I do not advocate cutting off the child’s hand, but I do think he should have been institutionalized for a year. I understand
the sad social conditions in which this child has been forced to live, but I have lost sympathy for the cry that poverty founded
the crime, not the boy. Anyone found guilty of pulling a malicious false alarm should be sent to jail for a year, or, if under
sixteen, to a reform school. But, in the eight years I have been a fireman, I have seen only one man jailed, and I have responded
to thousands of alarms that proved to be maliciously false.

In the city of New York last year, firemen responded to 72,060 false alarms—an average of 197 daily. Yet, the courts and the
Police Department do not look on the pulling of a false alarm as a serious offense. Few are arrested, fewer are found guilty,
and fewer still are punished.

Besides Mike Carr, I know of two other firemen who were killed en route to false alarms in New York City in the past eight
years. But, it is not just firemen who are victimized by false alarms. Often while firemen are answering a false alarm at
one end of their district, a serious fire breaks out at the other end. Time is the most important factor in fighting fires.
I can remember many fires where, had we been there a minute or two sooner, we probably would have saved someone’s life. Three
hundred and seven people died in New York City fires last year. Statistics are not available, but you can be sure that some
of those deaths could have been avoided if firemen had not been answering a false alarm minutes before.

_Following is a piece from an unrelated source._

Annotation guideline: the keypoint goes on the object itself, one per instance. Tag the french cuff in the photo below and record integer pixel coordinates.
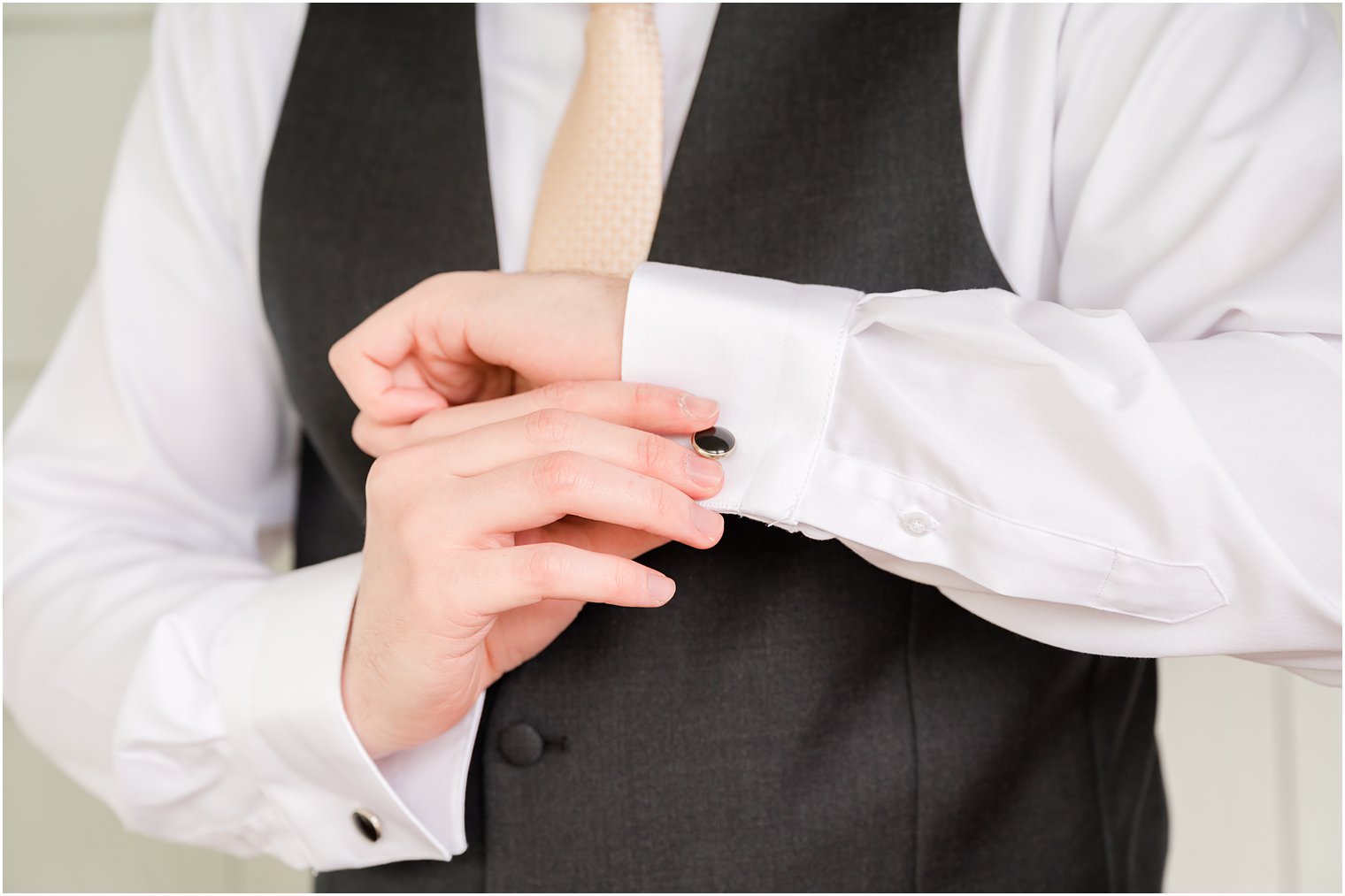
(767, 350)
(280, 686)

Mike Carr is dead, and his widow will have to make it on just half the salary she was used to. It’s strange, but had Mike
come through the accident with a disabling injury, he would have been pensioned off with three-fourths of his salary. His
wife would have been happy to have him alive. But he died, and she gets half his salary to support his family. The same will
go to the widow of the man who fell through the roof yesterday.